In order to more clearly illustrate the embodiments of the present invention or the technical solutions in the prior art, the drawings used in the description of the embodiments or the prior art will be briefly described below, it is obvious that the drawings in the following description are only some embodiments of the present invention, and for those skilled in the art, other drawings can be obtained according to the drawings without creative efforts.

FIG. 1 is a flowchart of a method for identifying variables in a URL according to an embodiment of the present invention;

FIG. 2 is a flow chart of a method of pre-processing provided by an embodiment of the present invention;

FIG. 3 is a flow chart of a method of quantitative data identification provided by an embodiment of the present invention;

FIG. 4 is a flowchart of a method for checking suspected variables according to an embodiment of the present invention;

FIG. 5 is a block diagram of an apparatus for identifying variables in a URL according to one embodiment of the present invention;

fig. 6 is a diagram illustrating an apparatus for identifying variables in a URL according to an embodiment of the present invention.

Detailed Description

In order to make the objects, technical solutions and advantages of the present invention more apparent, the technical solutions of the present invention will be described in detail below. It is to be understood that the described embodiments are merely exemplary of the invention, and not restrictive of the full scope of the invention. All other embodiments, which can be derived by a person skilled in the art from the examples given herein without any inventive step, are within the scope of the present invention.

FIG. 1 is a flowchart of a method for identifying variables in a URL according to an embodiment of the present invention. Referring to fig. 1, a method of identifying a variable in a URL, comprising:

step 101: and acquiring access path data of the website to be identified. The access path data in the present application is log data.

Step 102: and preprocessing the access path data to obtain a path relation data set and a level threshold value set. In this step, after the access path data to be analyzed is loaded into the system corresponding to this embodiment, the data is preprocessed in advance, and then data capable of performing subsequent identification operation is obtained.

Step 103: and identifying quantitative data and suspected variable data in the access path data according to the path relation data set and the hierarchy threshold value set.
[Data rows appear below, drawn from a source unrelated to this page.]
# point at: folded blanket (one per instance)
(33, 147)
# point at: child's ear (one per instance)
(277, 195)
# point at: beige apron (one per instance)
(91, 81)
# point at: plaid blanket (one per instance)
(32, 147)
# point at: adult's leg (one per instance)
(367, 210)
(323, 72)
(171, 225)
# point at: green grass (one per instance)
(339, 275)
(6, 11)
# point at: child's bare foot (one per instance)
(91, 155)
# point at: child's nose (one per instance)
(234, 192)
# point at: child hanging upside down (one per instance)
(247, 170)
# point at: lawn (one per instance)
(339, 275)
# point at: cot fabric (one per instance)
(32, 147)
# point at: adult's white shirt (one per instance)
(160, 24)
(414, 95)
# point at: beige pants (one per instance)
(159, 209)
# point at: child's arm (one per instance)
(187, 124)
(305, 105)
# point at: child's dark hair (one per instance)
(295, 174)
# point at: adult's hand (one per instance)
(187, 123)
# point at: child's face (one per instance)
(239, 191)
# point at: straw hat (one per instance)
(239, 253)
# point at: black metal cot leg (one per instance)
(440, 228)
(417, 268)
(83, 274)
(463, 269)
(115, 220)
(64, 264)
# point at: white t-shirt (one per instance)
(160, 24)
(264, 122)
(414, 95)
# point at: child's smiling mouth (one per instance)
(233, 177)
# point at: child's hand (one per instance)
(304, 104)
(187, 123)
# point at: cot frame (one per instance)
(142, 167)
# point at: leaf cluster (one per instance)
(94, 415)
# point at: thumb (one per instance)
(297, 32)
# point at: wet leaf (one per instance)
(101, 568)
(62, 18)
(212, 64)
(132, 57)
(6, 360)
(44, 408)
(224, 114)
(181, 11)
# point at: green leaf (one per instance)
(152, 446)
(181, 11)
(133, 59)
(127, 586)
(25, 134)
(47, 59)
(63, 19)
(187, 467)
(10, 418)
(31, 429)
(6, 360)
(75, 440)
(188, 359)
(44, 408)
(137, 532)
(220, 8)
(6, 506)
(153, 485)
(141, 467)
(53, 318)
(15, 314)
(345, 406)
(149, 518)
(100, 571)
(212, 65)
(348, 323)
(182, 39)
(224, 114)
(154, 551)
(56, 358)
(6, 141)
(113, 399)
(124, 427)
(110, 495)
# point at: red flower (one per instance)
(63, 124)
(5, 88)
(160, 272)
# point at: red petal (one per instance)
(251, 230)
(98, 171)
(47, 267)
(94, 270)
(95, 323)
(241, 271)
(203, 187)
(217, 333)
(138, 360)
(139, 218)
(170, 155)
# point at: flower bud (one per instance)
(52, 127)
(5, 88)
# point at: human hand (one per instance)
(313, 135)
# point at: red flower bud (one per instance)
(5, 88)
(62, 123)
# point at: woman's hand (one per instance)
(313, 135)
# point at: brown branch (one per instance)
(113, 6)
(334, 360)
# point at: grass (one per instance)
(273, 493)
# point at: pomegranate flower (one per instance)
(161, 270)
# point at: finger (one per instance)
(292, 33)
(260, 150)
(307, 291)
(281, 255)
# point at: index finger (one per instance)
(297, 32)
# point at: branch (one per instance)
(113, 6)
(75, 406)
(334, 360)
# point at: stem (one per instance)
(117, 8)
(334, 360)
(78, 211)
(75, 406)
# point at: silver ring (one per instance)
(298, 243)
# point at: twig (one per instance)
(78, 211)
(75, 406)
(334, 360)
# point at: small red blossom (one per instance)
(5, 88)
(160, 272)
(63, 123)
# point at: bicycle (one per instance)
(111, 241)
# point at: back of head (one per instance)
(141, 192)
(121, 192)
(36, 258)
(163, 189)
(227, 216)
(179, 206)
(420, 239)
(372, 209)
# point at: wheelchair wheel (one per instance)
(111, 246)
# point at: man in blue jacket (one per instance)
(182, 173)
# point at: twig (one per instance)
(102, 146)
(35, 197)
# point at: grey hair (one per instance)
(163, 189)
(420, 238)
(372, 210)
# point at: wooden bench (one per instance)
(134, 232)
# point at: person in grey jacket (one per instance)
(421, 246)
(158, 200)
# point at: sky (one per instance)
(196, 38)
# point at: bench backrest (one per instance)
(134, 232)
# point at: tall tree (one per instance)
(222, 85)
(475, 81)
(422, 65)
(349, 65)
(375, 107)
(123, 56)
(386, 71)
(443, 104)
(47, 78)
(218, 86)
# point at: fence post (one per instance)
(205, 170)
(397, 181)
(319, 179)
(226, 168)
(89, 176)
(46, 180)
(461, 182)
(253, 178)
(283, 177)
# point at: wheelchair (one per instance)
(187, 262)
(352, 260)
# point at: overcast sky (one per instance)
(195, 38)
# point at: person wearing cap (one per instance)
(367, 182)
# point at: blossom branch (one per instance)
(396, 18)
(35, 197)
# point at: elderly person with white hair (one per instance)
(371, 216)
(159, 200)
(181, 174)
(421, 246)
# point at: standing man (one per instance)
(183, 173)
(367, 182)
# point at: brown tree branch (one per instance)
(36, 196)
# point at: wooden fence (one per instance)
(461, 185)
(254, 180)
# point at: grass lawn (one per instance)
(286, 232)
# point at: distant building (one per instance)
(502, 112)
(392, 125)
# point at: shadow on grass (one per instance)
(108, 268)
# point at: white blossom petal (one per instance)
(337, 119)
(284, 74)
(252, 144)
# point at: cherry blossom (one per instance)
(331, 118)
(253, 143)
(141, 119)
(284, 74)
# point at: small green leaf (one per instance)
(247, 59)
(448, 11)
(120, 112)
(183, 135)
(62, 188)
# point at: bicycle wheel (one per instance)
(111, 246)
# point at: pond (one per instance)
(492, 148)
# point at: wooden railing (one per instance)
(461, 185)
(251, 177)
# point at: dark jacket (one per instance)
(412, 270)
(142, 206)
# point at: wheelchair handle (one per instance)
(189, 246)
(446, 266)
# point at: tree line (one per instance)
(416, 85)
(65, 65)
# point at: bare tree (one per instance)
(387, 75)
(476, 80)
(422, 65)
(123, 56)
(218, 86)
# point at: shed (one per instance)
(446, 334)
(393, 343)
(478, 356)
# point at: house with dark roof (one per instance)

Step 104: and checking the suspected variable data to obtain variable data.

Step 105: and integrating and outputting the quantitative data and the variable data.

According to the method, the variable data part and the quantitative data part in the path are identified by analyzing the access path data, so that the automatic identification function of the variable part in the network path is realized, the variable identification efficiency is greatly improved, and the efficiency of the penetration test is further improved.

More specifically, on the basis of the above embodiment, the present application further discloses a step 102 of preprocessing the access path data to obtain a path relation data set and a hierarchical threshold set, which includes the following specific steps:

FIG. 2 is a flow chart of a method of preprocessing provided by an embodiment of the present invention. Referring to fig. 2, preprocessing the access path data to obtain a path relation data set and a level threshold set, includes:

step 201: and segmenting the access path data according to a preset rule to obtain a plurality of path segment nodes. In the present application, a path is divided into a plurality of path segments using "/" according to the characteristics of the URL, and the individual path segments are collectively referred to as path segment nodes.

Step 202: generating a node data structure according to the path segment node and the path relation; and the path relation is obtained by the path section node according to the access path data. Generating a node data structure by each path segment node according to the original path relation, wherein when the paths of the original data in the log are respectively/a/b/c,/a/b/e,/a/d/c, the node data structure is as follows:

step 203: and obtaining the path relation data set and the level threshold value set according to the node data structure. Wherein the path relation data set comprises: a child node number, a referenced number, and a sibling node number; the set of hierarchical thresholds includes: a child node number threshold, a referenced number threshold, and a back-referenced coefficient threshold.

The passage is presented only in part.